Attention par transport optimal spatio-temporel pour l'apprentissage par imitation visuo-tactile de manipulations avec contact
Des chercheurs ont soumis sur arXiv SO-TA (Spacetime Optimal-Transport Attention, réf. 2605.20433), une architecture d'apprentissage par imitation pour la manipulation robotique à contact serré, validée sur trois tâches : insertion peg-in-hole à faible jeu, emmanchement de connecteurs BCM et effacement de marquages sur surfaces courbes. SO-TA fusionne trois modalités en simultané (vision, force/couple F/T et proprioception) via un mécanisme d'attention fondé sur le transport optimal (OT) à entropie régularisée, remplaçant l'attention softmax classique. Les contraintes marginales OT distribuent les masses d'attention entre patches visuels et sous-requêtes dérivées des données force-pose, agissant comme biais inductif structuré pour les phases de contact. La politique de contrôle est un modèle de diffusion séquentiel mappant des fenêtres d'observation en séquences d'actions de pose. Évaluée sur robot réel avec environ 200 trajectoires par condition, SO-TA atteint 100 % de succès sur le peg-in-hole serré (contre 93 % pour l'attention croisée classique) et maintient 82,5 % de succès sous perturbations réalistes (éclairage variable, distracteurs, occlusion partielle), là où une baseline par concaténation chute à 43,5 %.

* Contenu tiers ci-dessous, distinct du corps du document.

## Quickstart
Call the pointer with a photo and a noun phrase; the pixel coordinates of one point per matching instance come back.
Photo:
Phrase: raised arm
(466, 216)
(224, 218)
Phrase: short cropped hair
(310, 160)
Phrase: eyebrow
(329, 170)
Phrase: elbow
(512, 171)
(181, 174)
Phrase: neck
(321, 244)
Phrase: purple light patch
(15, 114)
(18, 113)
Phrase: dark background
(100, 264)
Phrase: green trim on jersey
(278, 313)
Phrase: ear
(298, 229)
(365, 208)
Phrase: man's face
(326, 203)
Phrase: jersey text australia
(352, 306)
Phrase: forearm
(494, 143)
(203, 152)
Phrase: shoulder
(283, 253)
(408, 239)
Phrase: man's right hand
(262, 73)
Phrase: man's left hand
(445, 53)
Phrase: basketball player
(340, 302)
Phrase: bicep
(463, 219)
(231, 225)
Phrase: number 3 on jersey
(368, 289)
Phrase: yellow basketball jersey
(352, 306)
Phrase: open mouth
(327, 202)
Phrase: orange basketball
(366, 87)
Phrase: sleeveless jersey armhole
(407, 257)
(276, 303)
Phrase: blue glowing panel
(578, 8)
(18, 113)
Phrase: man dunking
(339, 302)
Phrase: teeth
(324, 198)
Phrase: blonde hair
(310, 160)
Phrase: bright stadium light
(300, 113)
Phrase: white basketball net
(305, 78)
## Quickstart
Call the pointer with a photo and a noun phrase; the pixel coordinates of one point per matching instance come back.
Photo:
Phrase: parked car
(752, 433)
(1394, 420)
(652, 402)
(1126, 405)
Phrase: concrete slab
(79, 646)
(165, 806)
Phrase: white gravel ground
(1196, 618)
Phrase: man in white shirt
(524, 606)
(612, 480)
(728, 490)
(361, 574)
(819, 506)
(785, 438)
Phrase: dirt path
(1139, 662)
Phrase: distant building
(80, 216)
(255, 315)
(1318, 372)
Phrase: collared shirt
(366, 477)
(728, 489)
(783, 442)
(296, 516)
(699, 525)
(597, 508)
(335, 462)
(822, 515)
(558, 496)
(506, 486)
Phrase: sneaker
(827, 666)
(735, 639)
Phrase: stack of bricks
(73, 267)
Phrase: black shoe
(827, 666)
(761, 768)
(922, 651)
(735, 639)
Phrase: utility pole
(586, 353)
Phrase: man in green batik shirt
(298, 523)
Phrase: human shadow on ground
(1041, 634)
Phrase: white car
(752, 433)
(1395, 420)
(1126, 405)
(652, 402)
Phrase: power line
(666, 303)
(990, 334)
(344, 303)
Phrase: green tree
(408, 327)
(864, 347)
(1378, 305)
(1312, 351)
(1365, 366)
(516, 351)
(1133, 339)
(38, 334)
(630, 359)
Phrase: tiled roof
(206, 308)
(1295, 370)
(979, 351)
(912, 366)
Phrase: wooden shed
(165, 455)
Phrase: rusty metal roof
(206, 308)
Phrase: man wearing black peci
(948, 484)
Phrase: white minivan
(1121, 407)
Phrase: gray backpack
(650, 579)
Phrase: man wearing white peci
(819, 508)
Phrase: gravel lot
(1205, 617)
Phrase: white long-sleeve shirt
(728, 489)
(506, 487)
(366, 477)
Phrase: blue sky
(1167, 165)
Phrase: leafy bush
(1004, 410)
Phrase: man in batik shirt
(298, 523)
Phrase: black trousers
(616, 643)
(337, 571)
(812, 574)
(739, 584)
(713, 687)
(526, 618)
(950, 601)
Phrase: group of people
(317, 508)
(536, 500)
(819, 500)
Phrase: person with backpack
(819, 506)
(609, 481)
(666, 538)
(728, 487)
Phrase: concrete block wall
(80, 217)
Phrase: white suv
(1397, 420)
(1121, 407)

L'écart 82,5 % contre 43,5 % sous perturbations est le résultat structurant pour les intégrateurs industriels : il signifie qu'une politique de manipulation reste opérationnelle dans un atelier aux conditions fluctuantes, sans recalibration constante. L'usage du transport optimal impose une répartition spatiale contrôlée de l'attention, évitant la dispersion caractéristique des softmax sur des scènes encombrées. Pour la recherche, 200 rollouts suffisent à valider l'approche, soulignant l'efficacité des biais inductifs structurés face à la rareté des données de démonstration. La fusion tri-modale confirme qu'aucune modalité seule ne suffit pour piloter les phases de contact à fortes contraintes cinématiques, argument clé dans le débat sim-to-real des politiques VLA (Vision-Language-Action).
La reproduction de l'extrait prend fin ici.